The government eventually embarked on a program of assisting the threatened financial institutions, and the sweeping, multibillion-dollar Troubled Asset Relief Program (TARP) created as a bailout engine.
Geithner also said that administration officials are "very worried" about recovering the more than 8 million jobs lost in the recession. But he noted that business growth has been improving and expects the economy "is going to start creating jobs again."
The secretary agreed that the national jobless rate — now at 9.7 percent — is "still terribly high and is going to stay unacceptably high for a very long time" because of the damage caused by the recession.
"Just because this was the worst economic crisis since the Great Depression," Geithner said, "a huge amount of damage was done to businesses and families across the country ... and it's going to take us a long time to heal that damage. "
More than 11 million people now are drawing unemployment insurance benefits, and the overall jobless rate of 9.7 percent understates the true level of economic misery because many people who give up looking for work are no longer in the official count of the unemployed. The Bureau of Labor Statistics on Friday will release a report on conditions in the labor markets in March.

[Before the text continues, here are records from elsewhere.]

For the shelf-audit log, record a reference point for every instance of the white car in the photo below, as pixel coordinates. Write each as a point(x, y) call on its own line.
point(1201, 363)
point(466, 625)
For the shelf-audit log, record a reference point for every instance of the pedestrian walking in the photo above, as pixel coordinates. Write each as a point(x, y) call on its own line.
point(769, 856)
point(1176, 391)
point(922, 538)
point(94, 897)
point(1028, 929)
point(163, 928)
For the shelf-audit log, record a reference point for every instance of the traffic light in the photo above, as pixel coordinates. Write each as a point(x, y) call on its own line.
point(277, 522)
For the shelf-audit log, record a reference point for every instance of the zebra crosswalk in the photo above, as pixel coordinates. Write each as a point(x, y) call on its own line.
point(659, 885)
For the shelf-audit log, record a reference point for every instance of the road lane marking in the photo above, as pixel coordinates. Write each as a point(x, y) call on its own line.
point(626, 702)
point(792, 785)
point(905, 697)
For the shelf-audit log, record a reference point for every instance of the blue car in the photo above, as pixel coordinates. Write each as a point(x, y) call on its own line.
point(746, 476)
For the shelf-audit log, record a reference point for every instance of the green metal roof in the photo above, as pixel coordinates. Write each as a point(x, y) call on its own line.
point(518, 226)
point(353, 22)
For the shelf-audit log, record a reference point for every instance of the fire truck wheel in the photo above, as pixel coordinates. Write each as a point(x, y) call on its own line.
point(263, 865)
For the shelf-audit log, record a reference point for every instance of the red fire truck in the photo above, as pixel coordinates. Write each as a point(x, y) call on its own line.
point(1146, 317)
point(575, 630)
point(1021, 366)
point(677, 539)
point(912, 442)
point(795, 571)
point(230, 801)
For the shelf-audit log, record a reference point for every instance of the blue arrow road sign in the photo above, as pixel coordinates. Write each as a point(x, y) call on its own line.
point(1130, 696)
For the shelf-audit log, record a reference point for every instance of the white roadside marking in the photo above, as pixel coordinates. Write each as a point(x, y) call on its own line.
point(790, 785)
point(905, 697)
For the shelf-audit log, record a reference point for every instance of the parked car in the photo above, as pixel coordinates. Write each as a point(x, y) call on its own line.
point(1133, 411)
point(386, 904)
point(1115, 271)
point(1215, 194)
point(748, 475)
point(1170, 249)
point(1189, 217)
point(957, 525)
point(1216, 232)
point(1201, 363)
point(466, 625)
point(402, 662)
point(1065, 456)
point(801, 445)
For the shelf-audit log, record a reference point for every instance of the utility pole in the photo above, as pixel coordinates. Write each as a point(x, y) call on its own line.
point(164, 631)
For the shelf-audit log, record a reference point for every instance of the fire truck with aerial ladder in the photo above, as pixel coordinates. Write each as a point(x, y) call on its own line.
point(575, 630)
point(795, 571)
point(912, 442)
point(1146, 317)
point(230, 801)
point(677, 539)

A report Thursday said that initial claims for unemployment benefits fell slightly last week as the recovering economy moves closer to generating more jobs. The Labor Department said new jobless benefit claims dropped 6,000 to a seasonally adjusted 439,000, nearly matching analysts' estimates. It's the fourth drop in five weeks.
Geithner said he hopes skeptical voters will note legislation moving through Congress to bring reforms to the financial system.
"What happened in our country should never happen again," he said. "People were paid for taking enormous risks. It was a crazy way to run a financial system." Geithner said, "It's the government's job ... to do a better job of restraining that kind of risk-taking."
The Geithner interview was broadcast Thursday on NBC's "Today" show.